Wer in Salzburg durch die Getreidegasse spaziert, kommt an Mozarts Geburtshaus vorbei, das ein stark frequentiertes Museum beherbergt. Den wenigsten ist dabei bewußt, daß nur wenige hundert Meter entfernt am Waagplatz das Geburtshaus eines anderen großen Sohnes der Stadt liegt; das Haus, in dem der Dichter Georg Trakl am 3. Februar 1887 geboren wurde.

Schuf Mozart in seinem relativ kurzen Leben, er wurde nur 35, eine schier unübersehbare Fülle an Werken, so umfaßt das Gesamtwerk Georg Trakls, der acht Jahre kürzer lebte als Mozart, nur einen schmalen Band. Ähnlich wie Mozarts Musik für seine Epoche, repräsentiert auch Trakls literarisches Werk seine Zeit. Allerdings in einem wesentlich subtileren Sinne, als es viele Literaturwissenschaftler und Trakl-Exegeten meinen.
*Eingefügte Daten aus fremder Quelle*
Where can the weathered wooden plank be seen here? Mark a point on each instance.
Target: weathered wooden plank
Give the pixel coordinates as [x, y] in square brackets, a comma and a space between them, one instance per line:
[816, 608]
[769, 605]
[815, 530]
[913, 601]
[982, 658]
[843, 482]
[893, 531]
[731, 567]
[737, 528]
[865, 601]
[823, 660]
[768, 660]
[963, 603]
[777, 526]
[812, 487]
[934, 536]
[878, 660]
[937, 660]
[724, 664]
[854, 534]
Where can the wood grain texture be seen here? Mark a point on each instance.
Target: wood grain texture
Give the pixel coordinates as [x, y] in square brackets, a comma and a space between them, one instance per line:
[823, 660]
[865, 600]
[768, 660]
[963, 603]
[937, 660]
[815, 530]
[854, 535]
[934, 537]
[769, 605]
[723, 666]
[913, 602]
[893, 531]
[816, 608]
Läßt sich doch Trakl weder auf den abgehobenen, nur seine eigenen Ängste und Nöte sublimierenden Poeten noch auf den religiösen Schwärmer, der er auch war, reduzieren.

Daß er unter bis heute nicht geklärten Umständen schon wenige Monate nach Beginn des Ersten Weltkriegs gerade an jenem Tag starb, an dem vier Jahre später die kaiserlich-königliche österreichisch-ungarische Armee kapitulierte, darf auch als typisch für sein Schaffen gelten, repräsentiert er doch in gewisser Weise die dekadente Gesellschaft in der letzten Phase der Habsburger Monarchie.

Das Grauen des Krieges hat er nur kurz erlebt

Trakls Werk steht in besonderer Weise für die Vielschichtigkeit und Gegensätzlichkeit seiner Zeit. Zwar hat der Dichter das Grauen des modernen Krieges mit seinen technischen Massenvernichtungswaffen nur kurze Zeit tatsächlich erlebt, in seiner Dichtung hat er aber neben den Abgründen und Widersprüchen seiner sensiblen Seele auch das Entsetzen und die Ängste der Menschen angesichts des sich anbahnenden Untergangs der alten Welt expressionistisch ausgedrückt. Am eindringlichsten wohl in seinem letzten Gedicht „Grodek“: „Am Abend tönen die herbstlichen Wälder / Von tödlichen Waffen ...“ Und am Schluß dieses Gedichts heißt es: „Die heiße Flamme des Geistes nährt heute ein gewaltiger Schmerz, / Die ungebornen Enkel“.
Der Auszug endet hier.